In Charles Hudson’s Conversations with the High Priest of Coosa, a fictionalized ethnography of the early Native people of the American South, the priest explains the four souls to the Spanish narrator. The Coosa, the ancestors of the Creeks, Seminoles and other Southeast tribes, believed that a human had four souls. The life soul, residing in the crown of the head, was the first to depart the body after death, and also the one that could linger as a ghost; the liver soul, which lingered for seven days after death and then dissipated; the heart soul, which lingered for a month and then went into the earth; and the bone soul, which stayed for year, and still connected with the feelings of loved ones. It wasn’t a ghost, but an awareness that could recognize when the living honored its memory. The people who had this belief were my ancestors on my mother’s side.
In modern world, I think we have a fifth soul. The word soul. It lives on even longer than the bone soul. It resides in papers, letters and books. A few years after my father’s passing my sister and I finally sorted through a huge box of family pictures and papers he’d left us so we could donate them to the state archives. They dated from the civil war through to the twentieth century. The letters written in World War II were touching and charming, and the vacation pictures from the nineteen-twenties, in those modest swimming costumes, delightful. Among those papers were two short stories I’d written. I’d forgotten about them. One had been published in a teen magazine when I was twelve.
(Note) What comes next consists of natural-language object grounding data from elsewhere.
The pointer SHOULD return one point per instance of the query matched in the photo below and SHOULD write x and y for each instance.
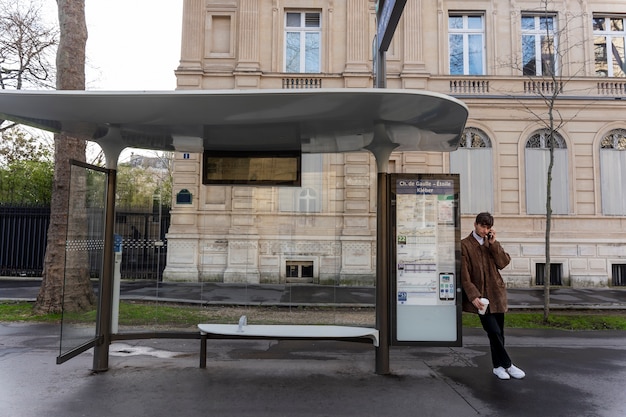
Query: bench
(283, 332)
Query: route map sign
(426, 285)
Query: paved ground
(298, 294)
(568, 373)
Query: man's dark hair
(485, 219)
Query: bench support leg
(203, 350)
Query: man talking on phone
(484, 291)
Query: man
(482, 259)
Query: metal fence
(23, 237)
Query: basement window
(556, 272)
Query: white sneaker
(501, 373)
(515, 372)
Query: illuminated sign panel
(254, 168)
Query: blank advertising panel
(426, 248)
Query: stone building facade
(499, 57)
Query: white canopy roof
(312, 121)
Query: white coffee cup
(485, 303)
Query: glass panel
(475, 54)
(598, 23)
(292, 52)
(600, 56)
(293, 20)
(242, 251)
(618, 57)
(312, 20)
(455, 22)
(547, 55)
(546, 23)
(476, 178)
(613, 182)
(528, 55)
(475, 22)
(83, 256)
(528, 22)
(617, 24)
(537, 161)
(312, 58)
(456, 54)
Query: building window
(537, 160)
(305, 199)
(302, 42)
(613, 172)
(555, 274)
(299, 271)
(308, 201)
(539, 44)
(473, 162)
(466, 36)
(619, 275)
(609, 39)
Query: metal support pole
(382, 275)
(105, 309)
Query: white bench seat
(284, 331)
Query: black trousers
(493, 323)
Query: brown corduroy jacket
(480, 274)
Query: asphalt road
(568, 374)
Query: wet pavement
(302, 294)
(568, 373)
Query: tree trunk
(66, 284)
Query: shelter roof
(312, 121)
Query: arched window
(537, 161)
(473, 162)
(305, 199)
(613, 172)
(308, 201)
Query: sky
(132, 45)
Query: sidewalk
(300, 294)
(568, 374)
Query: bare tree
(546, 81)
(26, 46)
(59, 267)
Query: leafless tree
(27, 46)
(61, 267)
(546, 81)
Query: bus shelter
(281, 124)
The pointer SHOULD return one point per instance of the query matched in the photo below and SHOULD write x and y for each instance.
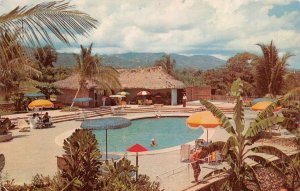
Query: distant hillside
(133, 60)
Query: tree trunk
(75, 97)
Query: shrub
(82, 161)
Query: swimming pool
(167, 131)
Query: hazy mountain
(133, 60)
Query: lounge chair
(185, 151)
(23, 125)
(140, 102)
(81, 116)
(48, 124)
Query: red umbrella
(137, 148)
(143, 93)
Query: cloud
(214, 27)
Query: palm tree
(270, 70)
(90, 68)
(31, 26)
(237, 149)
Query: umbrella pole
(207, 135)
(106, 143)
(137, 165)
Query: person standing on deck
(184, 99)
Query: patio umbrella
(41, 103)
(116, 96)
(137, 148)
(205, 119)
(143, 93)
(254, 101)
(105, 124)
(32, 95)
(82, 99)
(263, 105)
(123, 93)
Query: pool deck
(35, 152)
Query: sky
(221, 28)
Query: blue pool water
(167, 131)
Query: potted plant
(5, 125)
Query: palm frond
(264, 162)
(215, 172)
(230, 144)
(57, 17)
(271, 151)
(218, 113)
(255, 176)
(215, 146)
(258, 126)
(266, 112)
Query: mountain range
(134, 60)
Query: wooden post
(106, 144)
(137, 165)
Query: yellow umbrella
(41, 103)
(263, 105)
(205, 119)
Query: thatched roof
(72, 83)
(144, 78)
(148, 78)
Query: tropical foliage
(5, 126)
(31, 26)
(90, 68)
(238, 148)
(119, 175)
(270, 70)
(82, 169)
(48, 89)
(46, 56)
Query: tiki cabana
(163, 87)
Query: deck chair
(49, 123)
(23, 125)
(113, 111)
(185, 151)
(81, 116)
(140, 102)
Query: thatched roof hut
(143, 78)
(148, 78)
(72, 83)
(153, 79)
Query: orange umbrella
(41, 103)
(263, 105)
(205, 119)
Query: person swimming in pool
(153, 143)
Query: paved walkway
(34, 152)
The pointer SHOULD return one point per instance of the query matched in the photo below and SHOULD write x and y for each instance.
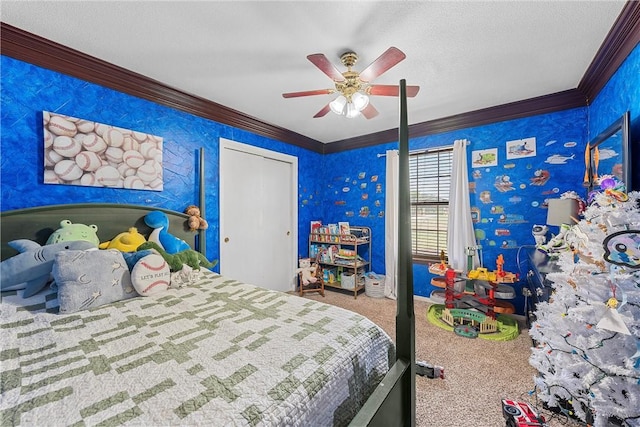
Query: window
(429, 184)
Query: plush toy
(308, 271)
(540, 234)
(196, 222)
(31, 268)
(193, 259)
(160, 234)
(125, 242)
(69, 232)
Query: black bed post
(202, 239)
(405, 319)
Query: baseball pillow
(151, 275)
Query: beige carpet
(478, 373)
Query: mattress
(216, 353)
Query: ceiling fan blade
(321, 61)
(369, 111)
(392, 90)
(308, 93)
(322, 112)
(388, 59)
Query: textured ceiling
(464, 55)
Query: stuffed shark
(31, 268)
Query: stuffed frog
(69, 232)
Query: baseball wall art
(81, 152)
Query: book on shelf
(316, 226)
(343, 226)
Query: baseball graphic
(147, 173)
(88, 179)
(133, 158)
(59, 125)
(82, 152)
(107, 176)
(113, 137)
(67, 170)
(114, 154)
(48, 139)
(151, 275)
(148, 150)
(93, 142)
(66, 146)
(133, 182)
(88, 161)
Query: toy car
(521, 414)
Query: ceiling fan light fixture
(360, 100)
(352, 111)
(338, 104)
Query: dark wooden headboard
(38, 223)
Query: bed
(216, 352)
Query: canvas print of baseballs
(81, 152)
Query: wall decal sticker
(519, 148)
(487, 157)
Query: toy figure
(308, 271)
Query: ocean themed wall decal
(558, 159)
(503, 183)
(488, 157)
(540, 177)
(519, 148)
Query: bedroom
(29, 89)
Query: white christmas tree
(588, 335)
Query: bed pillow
(151, 275)
(91, 278)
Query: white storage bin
(374, 285)
(348, 281)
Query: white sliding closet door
(258, 215)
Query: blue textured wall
(560, 143)
(562, 134)
(620, 94)
(27, 90)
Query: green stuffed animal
(193, 259)
(69, 232)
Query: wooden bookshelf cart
(344, 258)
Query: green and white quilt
(218, 353)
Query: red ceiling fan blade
(321, 61)
(322, 112)
(385, 61)
(392, 90)
(369, 111)
(308, 93)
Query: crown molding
(27, 47)
(620, 41)
(623, 37)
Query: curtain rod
(426, 150)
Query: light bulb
(359, 100)
(337, 105)
(352, 111)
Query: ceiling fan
(355, 87)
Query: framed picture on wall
(82, 152)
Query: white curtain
(460, 234)
(391, 225)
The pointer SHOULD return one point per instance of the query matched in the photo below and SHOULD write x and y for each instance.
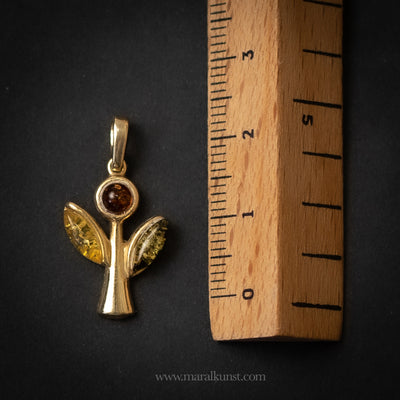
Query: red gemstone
(117, 198)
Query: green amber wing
(85, 234)
(145, 243)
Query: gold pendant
(116, 199)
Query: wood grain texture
(276, 192)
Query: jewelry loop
(119, 136)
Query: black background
(66, 69)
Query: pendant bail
(119, 136)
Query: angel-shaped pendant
(116, 199)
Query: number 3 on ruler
(249, 53)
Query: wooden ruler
(275, 169)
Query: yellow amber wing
(145, 244)
(85, 234)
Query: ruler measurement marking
(326, 155)
(223, 295)
(221, 256)
(223, 58)
(220, 20)
(221, 177)
(318, 103)
(334, 257)
(224, 216)
(332, 307)
(219, 67)
(221, 98)
(218, 169)
(217, 28)
(320, 205)
(223, 137)
(322, 53)
(324, 3)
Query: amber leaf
(84, 233)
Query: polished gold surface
(121, 259)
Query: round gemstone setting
(117, 198)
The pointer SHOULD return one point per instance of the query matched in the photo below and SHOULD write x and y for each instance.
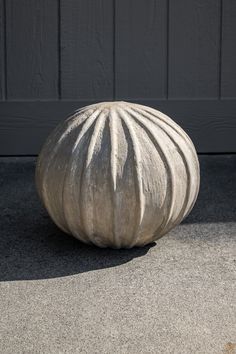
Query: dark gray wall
(58, 55)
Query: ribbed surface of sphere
(118, 174)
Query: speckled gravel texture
(60, 296)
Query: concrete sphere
(118, 174)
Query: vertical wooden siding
(178, 56)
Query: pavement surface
(60, 296)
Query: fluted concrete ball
(118, 174)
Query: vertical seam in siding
(114, 50)
(5, 50)
(59, 50)
(220, 47)
(167, 48)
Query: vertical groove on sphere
(118, 174)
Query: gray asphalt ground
(60, 296)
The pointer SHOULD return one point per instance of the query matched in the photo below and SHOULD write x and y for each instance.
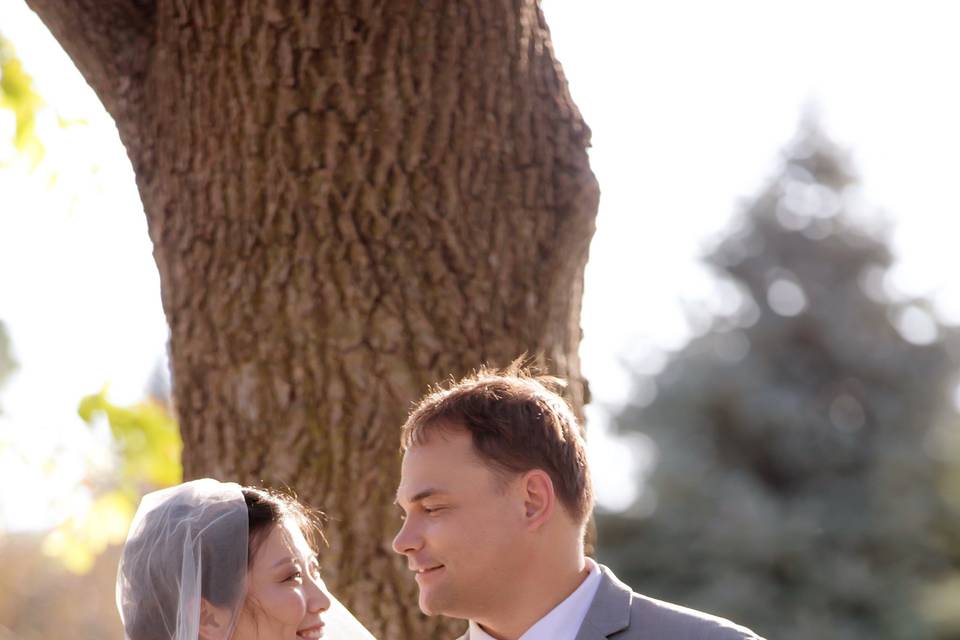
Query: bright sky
(690, 104)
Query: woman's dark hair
(269, 507)
(150, 617)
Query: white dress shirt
(563, 622)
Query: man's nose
(408, 538)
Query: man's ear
(539, 498)
(213, 625)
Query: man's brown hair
(518, 422)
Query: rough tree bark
(348, 200)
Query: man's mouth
(311, 633)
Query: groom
(496, 494)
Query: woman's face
(285, 594)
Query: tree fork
(348, 201)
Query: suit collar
(610, 610)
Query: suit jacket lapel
(610, 610)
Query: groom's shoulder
(652, 618)
(678, 621)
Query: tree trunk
(348, 201)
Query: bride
(209, 560)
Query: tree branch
(110, 42)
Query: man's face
(463, 529)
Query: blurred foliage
(17, 94)
(148, 446)
(798, 484)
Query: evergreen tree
(796, 487)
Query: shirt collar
(564, 620)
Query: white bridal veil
(187, 540)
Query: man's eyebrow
(423, 495)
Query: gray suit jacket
(618, 613)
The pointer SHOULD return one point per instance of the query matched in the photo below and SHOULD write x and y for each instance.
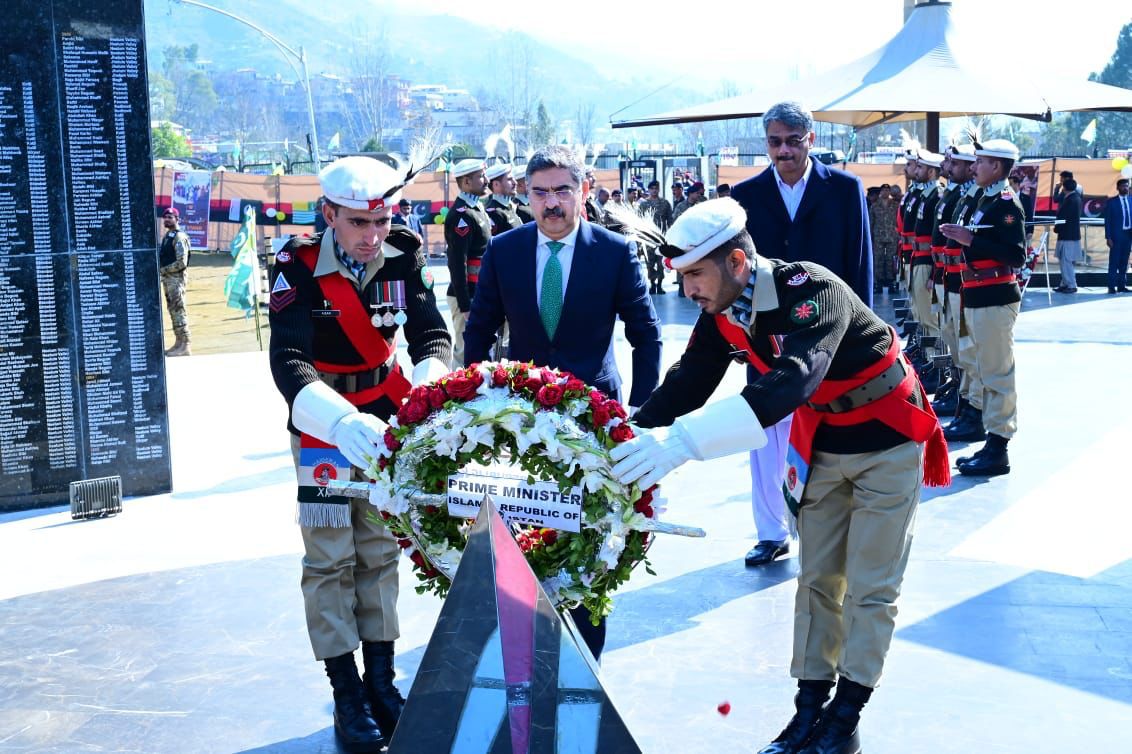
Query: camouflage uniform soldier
(660, 211)
(172, 260)
(882, 221)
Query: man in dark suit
(798, 211)
(802, 211)
(1118, 236)
(1069, 236)
(560, 283)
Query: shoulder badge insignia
(804, 313)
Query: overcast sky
(740, 40)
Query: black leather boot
(992, 461)
(354, 728)
(808, 702)
(384, 699)
(968, 428)
(837, 733)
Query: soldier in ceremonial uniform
(339, 301)
(172, 260)
(522, 202)
(957, 169)
(466, 230)
(994, 246)
(907, 217)
(857, 456)
(919, 224)
(499, 206)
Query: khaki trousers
(855, 530)
(459, 319)
(993, 331)
(920, 292)
(970, 387)
(349, 581)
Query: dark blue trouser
(1118, 260)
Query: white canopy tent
(929, 69)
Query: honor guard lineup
(961, 245)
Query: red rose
(622, 433)
(550, 394)
(460, 387)
(413, 411)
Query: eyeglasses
(792, 142)
(563, 194)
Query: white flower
(513, 422)
(611, 550)
(384, 497)
(478, 435)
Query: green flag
(241, 288)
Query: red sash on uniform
(893, 410)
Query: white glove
(650, 455)
(429, 370)
(320, 412)
(358, 435)
(718, 429)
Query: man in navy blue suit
(798, 211)
(1118, 237)
(560, 283)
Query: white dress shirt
(791, 195)
(542, 255)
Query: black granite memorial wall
(82, 370)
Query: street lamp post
(288, 52)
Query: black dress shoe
(766, 551)
(992, 461)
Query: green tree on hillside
(169, 144)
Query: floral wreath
(545, 421)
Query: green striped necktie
(550, 305)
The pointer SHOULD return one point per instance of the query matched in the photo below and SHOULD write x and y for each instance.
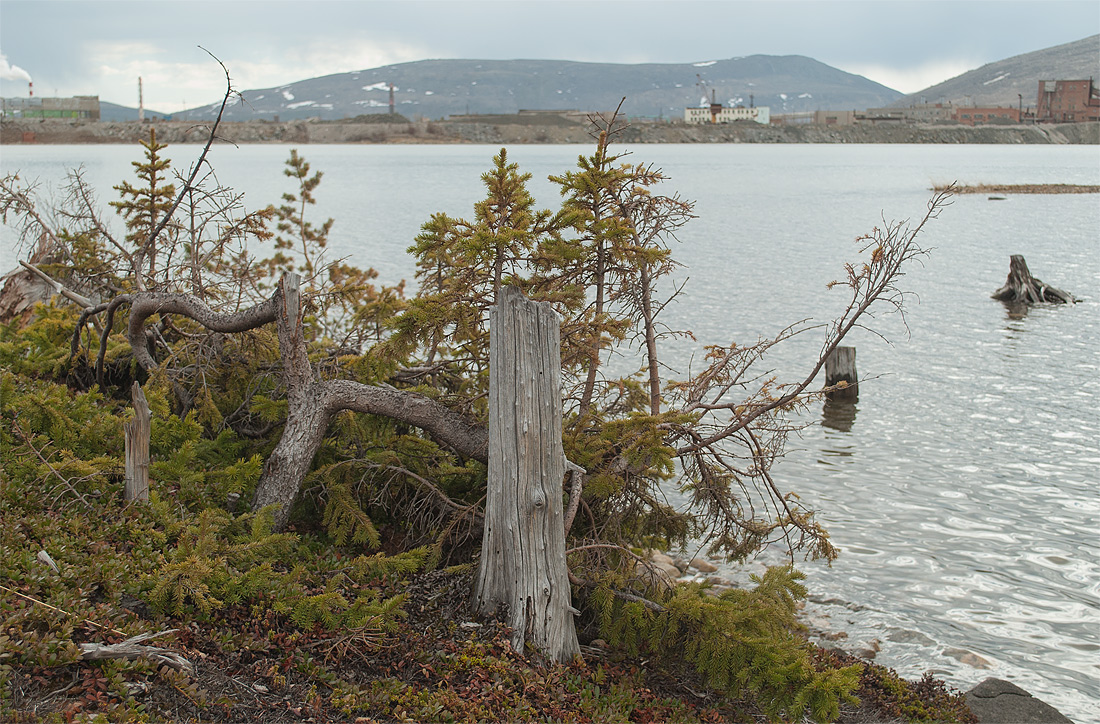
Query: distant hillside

The other was one I’d written when I was in high school.
I felt my father’s word soul with me, not only in his letters that were in the box, but also in the love of words that made him save other people’s letters and my stories. That box was what made me get serious about writing. I had novels in progress and a head full of ideas and characters, but hadn’t thought about trying to get published. In retrospect, I realize it did it to honor my father’s word soul. He loved theater, especially Shakespeare, and he also loved a good mystery series. (His favorite was the Brother Cadfael series by Ellis Peters.)
By writing books and short stories, blogging and reviewing, I’m honoring the word souls of other ancestors as well. My mother was an English professor. She taught mostly freshman English—my sympathies are strong now that I teach freshman health and intro-to-college seminars—but her pet project was a course on the development of mystery novel. She loved Sherlock Holmes, and Dorothy Sayers’ Lord Wimsey novels. I grew up surrounded by mystery books. When we were too young to read them, my sister I used to pull them off the shelves and look at the scary covers. If I’d kept any of those old paperbacks, I think I’d meet my mother’s word soul in them.
Her father was also an English professor, and a poet. Through some bizarre coincidence the college where I now teach has his papers. His word soul is in its museum, though he was a professor at another college altogether. I wonder if, like the bone soul, it knows when it’s being honored, and feels the nearness of a descendent.